Marathon è il nuovo sparatutto sci-fi di Bungie, pubblicato da Sony Interactive Entertainment. Uno studio che negli anni ha costruito una reputazione quasi leggendaria nel mondo degli FPS grazie a serie come Halo e Destiny 2. Con questo titolo, Bungie, torna a mettere mano a una delle sue proprietà storiche, reinterpretando in chiave moderna l’universo di Marathon e trasformandolo in un extraction-shooter votato alla sopravvivenza in ambienti ostili ed altamente tecnologici.
La premessa narrativa, pur non essendo il fulcro dell’esperienza, riesce comunque a dare un background affascinante all’azione. I giocatori vestono i panni dei Runner, mercenari ciber-sintetici inviati sul pianeta Tau Ceti IV alla ricerca di risorse, tecnologia e misteriosi artefatti lasciati da una civiltà scomparsa. Il mondo è irto di pericoli e carico di segreti. Ogni spedizione diventa una corsa contro il tempo e contro gli altri giocatori per recuperare il bottino e riuscire a fuggire vivi. Non si tratta quindi di una narrativa lineare, ma di una lore che si costruisce missione dopo missione, attraverso ambientazione, dettagli visivi e frammenti di storia disseminati nel mondo di gioco.
Marathon arriva in un momento particolare per Bungie. Dopo anni di dominio nel panorama dei live service, la parabola di Destiny 2 ha iniziato a mostrare evidenti segni di stanchezza, complice una longevità forse eccessiva. Il lancio di Marathon è stato inizialmente accompagnato da una vera e propria shitstorm, tra dubbi sulla direzione del progetto e timori da parte della community. Eppure, una volta superata la tempesta iniziale, il gioco si presenta come un potenziale nuovo pilastro per Bungie, un titolo che potrebbe segnare un nuovo checkpoint per lo studio a patto di riuscire a ritagliarsi la propria fetta di mercato in un panorama gia saturato dall’ormai celebre Arc Riders.
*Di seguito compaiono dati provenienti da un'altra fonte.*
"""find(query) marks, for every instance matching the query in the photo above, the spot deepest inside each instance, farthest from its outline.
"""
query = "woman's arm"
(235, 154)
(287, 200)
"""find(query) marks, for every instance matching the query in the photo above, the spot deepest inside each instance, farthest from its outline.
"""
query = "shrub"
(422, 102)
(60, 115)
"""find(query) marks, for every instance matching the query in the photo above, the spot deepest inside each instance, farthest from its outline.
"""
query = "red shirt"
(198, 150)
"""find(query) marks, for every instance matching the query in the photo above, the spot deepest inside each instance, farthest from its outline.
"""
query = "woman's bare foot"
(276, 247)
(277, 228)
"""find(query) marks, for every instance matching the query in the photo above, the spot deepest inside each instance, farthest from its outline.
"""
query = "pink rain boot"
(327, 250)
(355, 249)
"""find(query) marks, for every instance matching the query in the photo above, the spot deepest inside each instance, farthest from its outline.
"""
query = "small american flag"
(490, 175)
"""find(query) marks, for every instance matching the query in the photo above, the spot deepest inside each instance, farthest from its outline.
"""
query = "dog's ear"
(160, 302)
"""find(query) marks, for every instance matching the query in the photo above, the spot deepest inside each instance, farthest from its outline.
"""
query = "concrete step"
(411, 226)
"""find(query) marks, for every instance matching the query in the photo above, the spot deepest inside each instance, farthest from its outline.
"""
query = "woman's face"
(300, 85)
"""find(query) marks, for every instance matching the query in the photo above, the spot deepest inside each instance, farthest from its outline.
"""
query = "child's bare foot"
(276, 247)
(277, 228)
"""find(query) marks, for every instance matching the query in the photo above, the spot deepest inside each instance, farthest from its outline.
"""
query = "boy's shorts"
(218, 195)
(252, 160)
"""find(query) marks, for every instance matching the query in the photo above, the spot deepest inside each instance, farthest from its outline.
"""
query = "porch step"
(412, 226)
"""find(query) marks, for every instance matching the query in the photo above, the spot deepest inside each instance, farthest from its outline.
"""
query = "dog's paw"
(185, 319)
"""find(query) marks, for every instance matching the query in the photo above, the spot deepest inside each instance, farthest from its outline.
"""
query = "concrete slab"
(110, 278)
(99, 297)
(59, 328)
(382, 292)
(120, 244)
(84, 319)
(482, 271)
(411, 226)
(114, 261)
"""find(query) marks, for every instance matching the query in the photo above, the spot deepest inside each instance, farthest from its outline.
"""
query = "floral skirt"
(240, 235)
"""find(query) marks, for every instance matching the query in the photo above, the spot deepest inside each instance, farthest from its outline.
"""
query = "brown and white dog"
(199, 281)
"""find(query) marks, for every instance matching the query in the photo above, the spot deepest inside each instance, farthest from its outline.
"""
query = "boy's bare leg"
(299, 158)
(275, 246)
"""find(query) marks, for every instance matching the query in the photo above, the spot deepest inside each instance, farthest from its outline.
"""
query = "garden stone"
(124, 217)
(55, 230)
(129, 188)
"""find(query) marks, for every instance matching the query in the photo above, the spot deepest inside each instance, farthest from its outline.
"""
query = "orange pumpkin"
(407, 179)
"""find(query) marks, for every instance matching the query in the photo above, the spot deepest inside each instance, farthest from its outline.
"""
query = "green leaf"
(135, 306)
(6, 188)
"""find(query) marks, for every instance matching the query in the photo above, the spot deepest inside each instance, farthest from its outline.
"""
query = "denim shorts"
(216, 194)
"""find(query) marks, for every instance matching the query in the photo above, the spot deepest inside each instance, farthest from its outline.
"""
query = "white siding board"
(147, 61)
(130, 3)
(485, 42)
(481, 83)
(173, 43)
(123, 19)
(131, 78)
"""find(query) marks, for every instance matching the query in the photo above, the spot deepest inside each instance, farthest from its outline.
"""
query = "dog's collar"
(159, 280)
Dal punto di vista tecnico, Marathon dimostra immediatamente l’immenso valore del team di sviluppo. Il gameplay è pulito, reattivo e incredibilmente preciso, qualità che da sempre rappresentano uno dei marchi di fabbrica di Bungie. Le sparatorie sono fluide e appaganti, con armi che restituiscono un senso di peso e impatto raramente raggiunto da altri shooter moderni. Ciliegina sulla torta, il comparto grafico, che si difende alla grande: gli scenari futuristici di Tau Ceti IV sono mozzafiato, caratterizzati da un’estetica cyberpunk brillante e quasi psichedelica che riesce a darsi un tono nel panorama degli sparatutto contemporanei.
Non è tutto oro quel che luccica però. Menu ed HUD risultano spesso molto confusionari e molto poco intuitivi, con scelte stilistiche che finiscono per sacrificare la leggibilità in favore di un’estetica che non riesce a compensare. Si tratta di un difetto piuttosto incisivo, soprattutto nelle prime ore di gioco, quando orientarsi tra inventari, equipaggiamento e informazioni di missione può risultare frustrante. Fortunatamente, una volta superato questo scoglio iniziale e presa familiarità con il sistema, l’esperienza diventa decisamente più scorrevole e il gioco riesce a mostrare tutte le sue qualità.
Al netto di queste imperfezioni, Marathon rimane un titolo estremamente godibile. La tensione delle missioni di estrazione, l’eccellente gunplay e l’identità visiva forte contribuiscono a creare un’esperienza coinvolgente e competitiva, capace di tenere incollati allo schermo partita dopo partita.